HP is beefing up their professional-level monitor.
HP follows up its $1,400 (£1,451, AU$3,123) 4K UHD DreamColor Z32x of last year with, well, that model on steroids.
The DreamColor Z31x Studio Display's panel is a tiny bit smaller -- 31.1 inches/79 centimeters vs. 31.5 in/80cm -- but it packs in Cinema 4K (4,096 by 2,160) resolution and a color gamut of 99 percent DCI-P3, plus 80 percent BT.2020.
It's a lot pricier, too, debuting at $4,000 when it pops up in the US in the fall. I don't have price or availability for other regions, but that translates to £3,120 and AU$5,300.
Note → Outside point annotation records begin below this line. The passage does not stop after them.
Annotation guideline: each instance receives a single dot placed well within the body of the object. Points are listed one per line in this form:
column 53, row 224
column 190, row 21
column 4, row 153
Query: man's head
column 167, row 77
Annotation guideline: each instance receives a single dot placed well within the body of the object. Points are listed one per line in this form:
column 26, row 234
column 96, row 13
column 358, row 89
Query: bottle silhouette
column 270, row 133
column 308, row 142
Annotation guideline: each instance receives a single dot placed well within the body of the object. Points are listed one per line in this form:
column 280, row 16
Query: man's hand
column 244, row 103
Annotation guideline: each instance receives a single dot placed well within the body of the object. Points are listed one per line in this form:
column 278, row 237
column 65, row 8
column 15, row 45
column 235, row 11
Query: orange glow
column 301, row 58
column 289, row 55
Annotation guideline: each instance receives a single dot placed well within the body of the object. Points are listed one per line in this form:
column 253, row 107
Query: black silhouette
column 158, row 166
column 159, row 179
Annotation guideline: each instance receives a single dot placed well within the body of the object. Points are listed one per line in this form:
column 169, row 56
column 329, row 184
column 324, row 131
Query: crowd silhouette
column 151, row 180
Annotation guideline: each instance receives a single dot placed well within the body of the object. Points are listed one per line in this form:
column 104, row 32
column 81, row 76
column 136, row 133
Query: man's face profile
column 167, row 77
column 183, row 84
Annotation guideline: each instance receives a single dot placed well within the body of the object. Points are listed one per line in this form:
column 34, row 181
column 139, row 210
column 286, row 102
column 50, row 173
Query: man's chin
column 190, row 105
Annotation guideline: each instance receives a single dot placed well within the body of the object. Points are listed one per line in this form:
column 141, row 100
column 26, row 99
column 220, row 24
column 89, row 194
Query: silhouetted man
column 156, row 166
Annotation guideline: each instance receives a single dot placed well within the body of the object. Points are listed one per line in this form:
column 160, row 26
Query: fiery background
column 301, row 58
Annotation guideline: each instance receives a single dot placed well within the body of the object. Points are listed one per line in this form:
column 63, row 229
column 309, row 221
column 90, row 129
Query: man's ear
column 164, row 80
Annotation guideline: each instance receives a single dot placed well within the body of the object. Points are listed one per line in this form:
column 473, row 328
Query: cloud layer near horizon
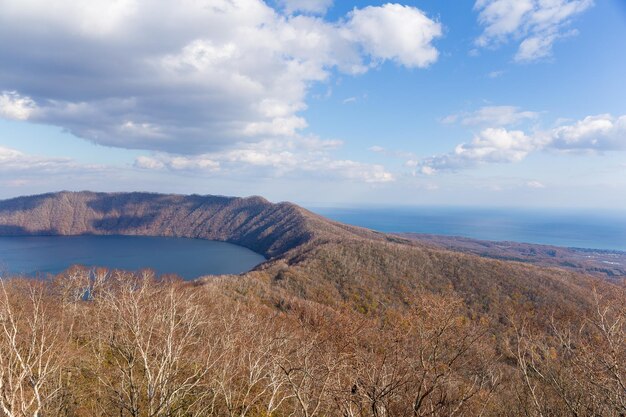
column 189, row 77
column 600, row 133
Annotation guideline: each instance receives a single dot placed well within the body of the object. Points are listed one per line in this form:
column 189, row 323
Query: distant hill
column 607, row 263
column 337, row 318
column 308, row 255
column 253, row 222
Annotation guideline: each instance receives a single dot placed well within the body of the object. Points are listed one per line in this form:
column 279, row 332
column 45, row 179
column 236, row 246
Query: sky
column 500, row 103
If you're not familiar with the DreamColor displays, they're intended to be partnered with workstations for professional imaging tasks. Being professional requires more than just being able to reproduce a lot of colors; for instance, it requires edge-to-edge color-and-luminance uniformity, no color or brightness drift over time and the ability to render tones exactly the same as the display sitting next to it. I'm sitting in front of one of its seven-year-old ancestors right now, and it still performs as well as the day I set it up.
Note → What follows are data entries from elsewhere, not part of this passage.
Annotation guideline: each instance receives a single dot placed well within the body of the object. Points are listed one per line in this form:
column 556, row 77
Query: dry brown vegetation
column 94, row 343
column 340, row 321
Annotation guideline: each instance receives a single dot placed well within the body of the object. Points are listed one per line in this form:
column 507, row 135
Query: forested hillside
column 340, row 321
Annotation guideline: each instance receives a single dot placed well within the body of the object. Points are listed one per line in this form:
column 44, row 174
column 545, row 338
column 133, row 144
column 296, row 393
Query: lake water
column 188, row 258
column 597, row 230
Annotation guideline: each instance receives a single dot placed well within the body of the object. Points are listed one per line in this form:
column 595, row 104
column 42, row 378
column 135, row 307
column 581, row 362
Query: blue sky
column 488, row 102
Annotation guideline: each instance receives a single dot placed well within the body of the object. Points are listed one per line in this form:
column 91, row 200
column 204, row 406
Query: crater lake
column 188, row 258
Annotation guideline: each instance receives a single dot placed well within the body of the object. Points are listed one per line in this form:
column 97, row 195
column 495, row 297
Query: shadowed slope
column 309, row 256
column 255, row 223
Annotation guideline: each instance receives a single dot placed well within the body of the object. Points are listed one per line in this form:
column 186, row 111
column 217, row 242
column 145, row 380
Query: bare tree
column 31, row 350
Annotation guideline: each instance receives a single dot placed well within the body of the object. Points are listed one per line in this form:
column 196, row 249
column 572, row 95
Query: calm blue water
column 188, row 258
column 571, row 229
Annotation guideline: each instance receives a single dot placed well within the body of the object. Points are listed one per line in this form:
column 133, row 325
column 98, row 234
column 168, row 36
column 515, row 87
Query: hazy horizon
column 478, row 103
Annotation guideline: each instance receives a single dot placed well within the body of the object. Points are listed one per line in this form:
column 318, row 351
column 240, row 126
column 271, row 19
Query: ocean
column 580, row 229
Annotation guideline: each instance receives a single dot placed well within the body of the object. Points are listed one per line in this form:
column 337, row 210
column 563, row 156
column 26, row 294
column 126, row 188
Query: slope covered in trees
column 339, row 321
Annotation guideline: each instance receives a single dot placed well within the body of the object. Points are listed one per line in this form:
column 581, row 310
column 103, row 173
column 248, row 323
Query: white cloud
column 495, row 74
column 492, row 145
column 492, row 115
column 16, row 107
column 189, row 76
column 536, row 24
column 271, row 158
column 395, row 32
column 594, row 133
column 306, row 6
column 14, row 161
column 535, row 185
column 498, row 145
Beyond color and resolution, though, HP added some nifty capabilities designed to streamline professional operation. There's a colorimeter built into the top bezel that flips down for calibration (you can still use X-Rite i1s and the like), and you can schedule calibration to occur while you're away from your desk. You can even schedule it to wake up 30 minutes in advance of your arrival to warm up.
It also has customizable overlays so that you can, say, display safe areas in hardware rather than in your video-editing software.
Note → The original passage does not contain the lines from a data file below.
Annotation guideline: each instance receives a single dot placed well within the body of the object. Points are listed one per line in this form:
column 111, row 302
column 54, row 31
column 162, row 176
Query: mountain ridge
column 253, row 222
And for folks who use multiple systems, HP built a KVM switch in so that you can use a single keyboard and mouse without requiring an external device.
Other key specs include:
- 10-bit IPS anti-glare panel
- Natively supports 4K UHD, Quad HD, HD and other resolutions
- Connectors: Two DisplayPro 1.2 ports, two HDMI 2.0 ports, one USB-C/DisplayPort, four USB 3.0 Type A ports
- 250 nits typical brightness. It gets as bright as 350 nits, but only calibrates to 250 and uses the extra overhead to compensate for dimming over time.
Sadly, the brightness limitation means it's not HDR-ready like Dell's recently announced UltraSharp 27 UP2718Q; that would make it a lot more expensive, though.